Use the laws of logarithms and exponentials first, then check that any logarithm arguments are positive where required.
(a) Let
\(u=p^{\frac13}.\)
Then
\(p^{-\frac13}=\frac1u.\)
The equation becomes
\(6u-\frac5u-13=0.\)
Multiply by \(u\):
\(6u^2-13u-5=0.\)
Factorise:
\((2u-5)(3u+1)=0.\)
So
\(u=\frac52 \quad\text{or}\quad u=-\frac13.\)
Since \(u=p^{1/3}\),
\(p=\left(\frac52\right)^3=\frac{125}{8}\)
or
\(p=\left(-\frac13\right)^3=-\frac1{27}.\)

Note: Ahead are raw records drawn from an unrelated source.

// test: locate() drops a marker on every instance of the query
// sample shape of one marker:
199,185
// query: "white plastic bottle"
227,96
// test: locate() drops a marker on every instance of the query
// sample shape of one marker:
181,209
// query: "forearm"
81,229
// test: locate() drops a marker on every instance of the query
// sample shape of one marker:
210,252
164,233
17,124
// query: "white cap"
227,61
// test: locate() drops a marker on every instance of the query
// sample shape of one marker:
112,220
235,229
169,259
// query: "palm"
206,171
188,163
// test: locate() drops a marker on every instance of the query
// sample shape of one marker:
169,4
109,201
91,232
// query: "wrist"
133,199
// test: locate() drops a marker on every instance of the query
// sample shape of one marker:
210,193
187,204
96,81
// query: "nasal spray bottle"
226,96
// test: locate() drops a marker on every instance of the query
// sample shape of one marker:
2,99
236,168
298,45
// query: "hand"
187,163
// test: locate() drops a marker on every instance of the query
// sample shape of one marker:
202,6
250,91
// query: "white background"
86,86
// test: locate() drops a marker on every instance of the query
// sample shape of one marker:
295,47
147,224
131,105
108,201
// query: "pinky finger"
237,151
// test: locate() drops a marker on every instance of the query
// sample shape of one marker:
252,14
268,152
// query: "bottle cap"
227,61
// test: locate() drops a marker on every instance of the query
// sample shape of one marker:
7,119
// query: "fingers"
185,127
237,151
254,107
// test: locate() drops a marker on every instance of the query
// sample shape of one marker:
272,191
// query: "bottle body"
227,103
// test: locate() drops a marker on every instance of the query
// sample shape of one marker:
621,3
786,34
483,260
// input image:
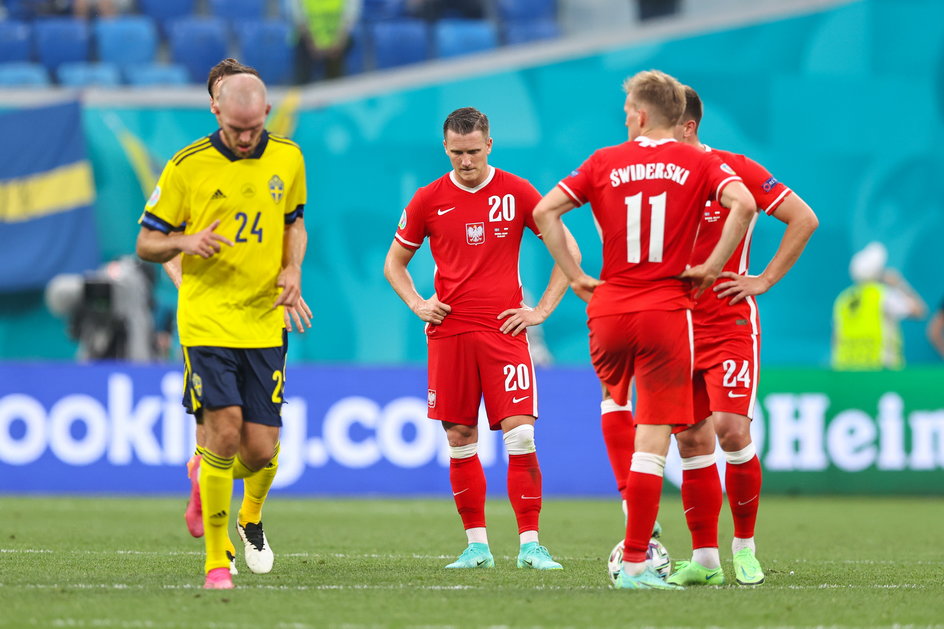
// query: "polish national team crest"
276,188
475,233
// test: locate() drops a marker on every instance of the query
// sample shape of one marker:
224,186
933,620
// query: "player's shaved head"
242,91
693,107
660,94
226,67
466,120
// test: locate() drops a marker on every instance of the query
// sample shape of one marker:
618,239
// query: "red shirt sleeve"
411,230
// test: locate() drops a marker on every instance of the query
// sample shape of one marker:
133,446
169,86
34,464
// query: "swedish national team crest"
276,188
475,233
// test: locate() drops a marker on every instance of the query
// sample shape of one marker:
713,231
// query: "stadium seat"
23,75
83,74
156,74
165,11
462,37
267,46
355,59
521,32
124,40
380,10
61,40
526,10
14,41
399,42
198,43
238,10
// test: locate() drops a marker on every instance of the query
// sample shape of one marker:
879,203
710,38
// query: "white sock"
528,536
707,557
477,535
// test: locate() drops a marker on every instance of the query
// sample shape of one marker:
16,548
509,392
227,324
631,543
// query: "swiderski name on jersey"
657,170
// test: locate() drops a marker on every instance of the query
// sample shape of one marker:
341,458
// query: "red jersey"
647,198
475,238
718,317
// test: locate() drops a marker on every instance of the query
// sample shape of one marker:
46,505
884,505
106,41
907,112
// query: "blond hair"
660,94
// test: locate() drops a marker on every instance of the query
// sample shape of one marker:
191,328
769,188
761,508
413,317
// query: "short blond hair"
662,93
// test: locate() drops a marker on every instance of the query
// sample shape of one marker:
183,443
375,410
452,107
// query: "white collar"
488,179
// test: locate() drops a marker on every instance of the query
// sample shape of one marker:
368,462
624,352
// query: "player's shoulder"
282,141
191,149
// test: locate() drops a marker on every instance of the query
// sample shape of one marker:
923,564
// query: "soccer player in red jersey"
727,357
647,195
474,217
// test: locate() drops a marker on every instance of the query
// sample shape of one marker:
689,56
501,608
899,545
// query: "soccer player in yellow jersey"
232,204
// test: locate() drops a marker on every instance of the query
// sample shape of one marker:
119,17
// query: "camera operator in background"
110,311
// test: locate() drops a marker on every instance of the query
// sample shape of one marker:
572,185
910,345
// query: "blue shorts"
253,379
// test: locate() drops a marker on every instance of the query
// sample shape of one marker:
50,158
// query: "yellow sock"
255,489
216,493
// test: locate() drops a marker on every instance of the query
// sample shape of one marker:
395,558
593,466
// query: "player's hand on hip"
741,286
584,286
520,318
290,280
701,276
301,313
431,310
205,243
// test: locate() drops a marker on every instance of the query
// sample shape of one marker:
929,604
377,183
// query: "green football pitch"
359,563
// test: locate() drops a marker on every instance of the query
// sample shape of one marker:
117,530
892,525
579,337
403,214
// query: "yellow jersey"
227,300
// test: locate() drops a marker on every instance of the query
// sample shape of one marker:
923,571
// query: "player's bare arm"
429,310
293,252
517,319
801,222
739,200
155,246
547,215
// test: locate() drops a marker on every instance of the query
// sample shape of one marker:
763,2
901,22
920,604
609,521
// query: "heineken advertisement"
842,432
356,430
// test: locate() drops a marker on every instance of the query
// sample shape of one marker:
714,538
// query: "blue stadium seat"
522,10
462,37
238,10
267,46
399,42
380,10
124,40
355,59
14,41
165,11
521,32
199,43
23,75
61,40
83,74
156,74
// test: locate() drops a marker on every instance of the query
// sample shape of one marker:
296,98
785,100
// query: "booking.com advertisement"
115,428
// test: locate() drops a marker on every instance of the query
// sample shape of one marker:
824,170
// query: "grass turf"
128,562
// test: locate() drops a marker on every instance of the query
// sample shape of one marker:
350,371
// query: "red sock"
642,496
619,435
468,490
524,490
701,499
743,484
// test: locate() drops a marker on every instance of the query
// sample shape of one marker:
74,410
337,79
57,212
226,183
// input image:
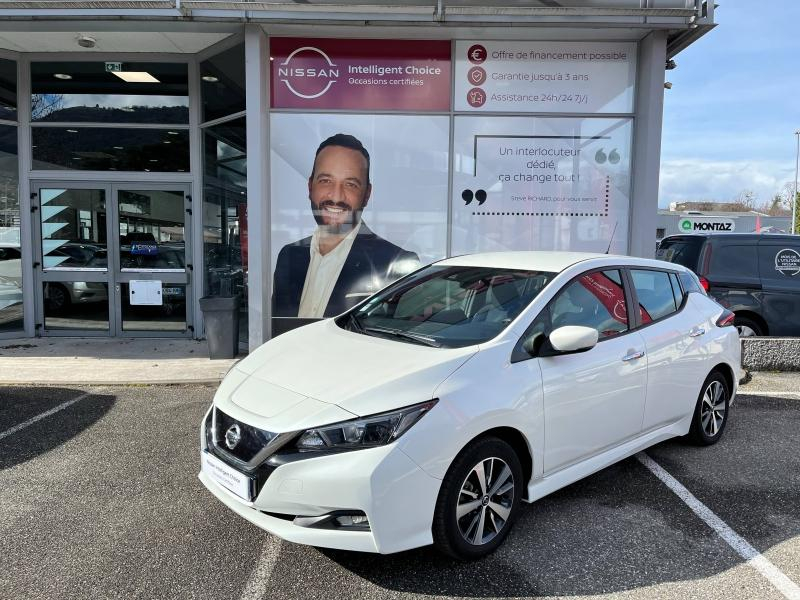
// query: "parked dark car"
755,276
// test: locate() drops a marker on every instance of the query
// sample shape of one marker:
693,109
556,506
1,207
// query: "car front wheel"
479,500
711,411
747,327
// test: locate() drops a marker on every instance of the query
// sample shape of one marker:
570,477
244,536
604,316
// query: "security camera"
86,41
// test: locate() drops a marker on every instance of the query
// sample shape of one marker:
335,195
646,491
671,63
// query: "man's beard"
350,222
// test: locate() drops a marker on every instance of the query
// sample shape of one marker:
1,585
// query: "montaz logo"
687,225
304,77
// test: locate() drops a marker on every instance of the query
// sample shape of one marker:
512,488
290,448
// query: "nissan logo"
233,436
309,75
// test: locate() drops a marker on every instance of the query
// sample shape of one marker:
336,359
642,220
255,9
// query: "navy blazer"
371,264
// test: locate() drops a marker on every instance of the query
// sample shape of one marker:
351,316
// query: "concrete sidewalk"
112,361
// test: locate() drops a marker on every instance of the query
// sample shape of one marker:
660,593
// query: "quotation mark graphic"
612,157
479,195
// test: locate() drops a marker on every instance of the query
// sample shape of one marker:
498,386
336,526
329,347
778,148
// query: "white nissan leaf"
429,412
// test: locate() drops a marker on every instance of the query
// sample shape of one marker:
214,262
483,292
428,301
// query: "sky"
730,117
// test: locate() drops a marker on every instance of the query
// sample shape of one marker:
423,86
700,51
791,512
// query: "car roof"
742,237
531,260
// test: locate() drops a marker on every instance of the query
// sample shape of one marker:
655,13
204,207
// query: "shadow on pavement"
19,404
621,529
608,533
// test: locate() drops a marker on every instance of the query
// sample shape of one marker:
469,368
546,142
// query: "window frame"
518,354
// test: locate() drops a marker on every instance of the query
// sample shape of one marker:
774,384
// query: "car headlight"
365,432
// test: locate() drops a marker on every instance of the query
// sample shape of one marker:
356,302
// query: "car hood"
358,373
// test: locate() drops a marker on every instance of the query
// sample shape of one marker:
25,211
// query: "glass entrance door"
71,263
155,264
112,259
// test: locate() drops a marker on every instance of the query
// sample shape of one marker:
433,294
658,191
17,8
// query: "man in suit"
343,261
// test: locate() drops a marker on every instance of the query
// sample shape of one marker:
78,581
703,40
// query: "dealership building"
153,152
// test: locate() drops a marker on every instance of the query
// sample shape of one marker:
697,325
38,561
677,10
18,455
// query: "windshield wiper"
414,337
355,323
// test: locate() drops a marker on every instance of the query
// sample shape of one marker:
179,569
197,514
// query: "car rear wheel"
711,411
57,297
747,327
478,501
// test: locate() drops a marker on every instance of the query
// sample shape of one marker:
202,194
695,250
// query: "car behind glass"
752,275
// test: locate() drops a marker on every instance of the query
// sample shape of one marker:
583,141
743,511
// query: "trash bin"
221,316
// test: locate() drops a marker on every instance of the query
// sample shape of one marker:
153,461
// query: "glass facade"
11,307
225,179
85,91
8,90
223,84
110,149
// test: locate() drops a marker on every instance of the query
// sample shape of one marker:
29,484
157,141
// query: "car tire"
465,491
747,327
711,411
58,299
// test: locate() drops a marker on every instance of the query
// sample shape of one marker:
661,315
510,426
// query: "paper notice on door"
145,293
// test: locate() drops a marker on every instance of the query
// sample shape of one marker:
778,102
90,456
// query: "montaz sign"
706,225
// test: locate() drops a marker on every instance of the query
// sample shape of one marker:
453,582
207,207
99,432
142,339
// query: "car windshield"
682,251
447,306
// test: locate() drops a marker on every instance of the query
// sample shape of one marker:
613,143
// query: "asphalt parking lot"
100,500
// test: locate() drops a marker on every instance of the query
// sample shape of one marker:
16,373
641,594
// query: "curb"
108,383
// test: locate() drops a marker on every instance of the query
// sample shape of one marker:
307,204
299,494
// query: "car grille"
252,440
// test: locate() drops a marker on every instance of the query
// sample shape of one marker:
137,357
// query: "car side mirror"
569,339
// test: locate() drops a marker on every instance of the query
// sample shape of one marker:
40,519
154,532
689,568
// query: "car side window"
676,289
689,282
654,291
595,300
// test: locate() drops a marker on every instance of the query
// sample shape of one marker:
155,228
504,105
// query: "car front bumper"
395,494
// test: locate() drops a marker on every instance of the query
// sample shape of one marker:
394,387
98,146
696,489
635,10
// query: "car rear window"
733,262
654,290
682,251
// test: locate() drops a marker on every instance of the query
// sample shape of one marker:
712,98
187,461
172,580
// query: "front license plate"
228,477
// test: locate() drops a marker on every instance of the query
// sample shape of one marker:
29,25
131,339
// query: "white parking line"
754,558
767,393
45,414
256,587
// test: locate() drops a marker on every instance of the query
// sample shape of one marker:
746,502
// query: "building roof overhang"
683,20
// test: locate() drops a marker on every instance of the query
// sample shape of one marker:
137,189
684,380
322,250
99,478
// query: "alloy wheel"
485,501
712,411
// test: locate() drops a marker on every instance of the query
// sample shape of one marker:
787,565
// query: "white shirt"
322,274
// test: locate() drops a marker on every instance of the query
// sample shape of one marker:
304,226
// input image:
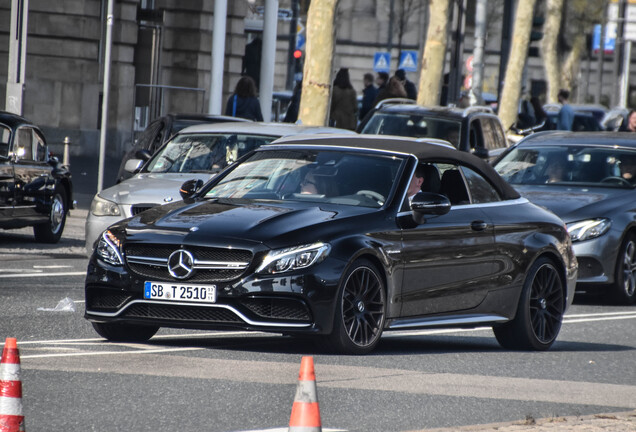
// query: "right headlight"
294,258
108,249
588,229
104,207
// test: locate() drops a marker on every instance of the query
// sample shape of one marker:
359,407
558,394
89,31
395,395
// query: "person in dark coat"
409,87
629,124
394,89
243,102
344,103
292,110
540,115
369,94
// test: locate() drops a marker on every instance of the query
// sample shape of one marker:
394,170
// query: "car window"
24,144
204,152
312,176
476,135
493,139
151,137
414,125
555,164
39,148
481,191
5,136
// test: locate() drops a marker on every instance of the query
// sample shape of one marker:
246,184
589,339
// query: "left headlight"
294,258
588,229
109,249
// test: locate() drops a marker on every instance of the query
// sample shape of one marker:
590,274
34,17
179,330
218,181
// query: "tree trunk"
314,102
550,55
516,62
572,64
433,59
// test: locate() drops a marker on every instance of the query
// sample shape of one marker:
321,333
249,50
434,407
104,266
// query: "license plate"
180,292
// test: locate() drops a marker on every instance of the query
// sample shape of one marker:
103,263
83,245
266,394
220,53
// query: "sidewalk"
615,422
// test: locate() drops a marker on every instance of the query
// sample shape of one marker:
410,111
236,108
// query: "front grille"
102,299
589,267
138,208
150,261
274,308
181,313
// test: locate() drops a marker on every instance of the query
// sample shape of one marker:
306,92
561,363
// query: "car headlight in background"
588,229
104,207
294,258
108,249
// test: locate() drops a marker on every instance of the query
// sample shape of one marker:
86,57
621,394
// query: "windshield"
314,176
188,153
554,164
413,125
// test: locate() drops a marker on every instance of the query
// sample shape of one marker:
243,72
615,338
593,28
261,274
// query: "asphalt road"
238,381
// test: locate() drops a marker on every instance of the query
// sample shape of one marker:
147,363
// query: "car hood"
576,203
272,224
146,188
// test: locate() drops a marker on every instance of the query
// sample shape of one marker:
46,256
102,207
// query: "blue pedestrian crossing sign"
382,61
408,61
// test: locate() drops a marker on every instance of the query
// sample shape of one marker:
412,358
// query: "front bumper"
290,303
597,258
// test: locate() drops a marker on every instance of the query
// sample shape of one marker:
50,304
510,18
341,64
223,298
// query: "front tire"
539,313
119,332
360,310
624,288
51,230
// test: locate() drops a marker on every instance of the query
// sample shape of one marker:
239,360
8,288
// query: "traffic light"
298,61
537,28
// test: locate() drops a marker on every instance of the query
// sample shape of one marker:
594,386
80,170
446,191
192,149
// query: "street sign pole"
106,89
17,55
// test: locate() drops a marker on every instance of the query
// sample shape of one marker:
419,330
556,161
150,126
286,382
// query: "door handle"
478,225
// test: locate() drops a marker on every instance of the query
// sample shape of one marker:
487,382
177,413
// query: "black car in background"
160,130
319,236
35,189
477,130
589,180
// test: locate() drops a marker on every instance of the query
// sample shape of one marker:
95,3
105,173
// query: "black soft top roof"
420,148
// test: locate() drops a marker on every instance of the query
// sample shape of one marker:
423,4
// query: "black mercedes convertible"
325,236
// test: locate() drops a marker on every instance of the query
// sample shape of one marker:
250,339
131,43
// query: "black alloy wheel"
361,310
119,332
624,289
51,230
540,310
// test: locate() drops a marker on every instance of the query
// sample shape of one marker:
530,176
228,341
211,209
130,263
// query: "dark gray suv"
477,130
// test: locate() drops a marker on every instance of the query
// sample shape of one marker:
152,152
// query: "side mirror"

(b) Use the laws of logarithms:
\(2\lg(2x+5)-\lg(x+2)=1\)
gives
\(\lg\left(\frac{(2x+5)^2}{x+2}\right)=1.\)
Therefore
\(\frac{(2x+5)^2}{x+2}=10.\)
So
\((2x+5)^2=10(x+2).\)
Expand and simplify:
\(4x^2+20x+25=10x+20,\)
so
\(4x^2+10x+5=0.\)
Using the quadratic formula,
\(x=\frac{-10\pm\sqrt{100-80}}{8} =\frac{-10\pm2\sqrt5}{8}.\)
Thus
\(x=\frac{-5+\sqrt5}{4} \quad\text{or}\quad x=\frac{-5-\sqrt5}{4}.\)
Both values satisfy the logarithm domain \(x\gt -2\).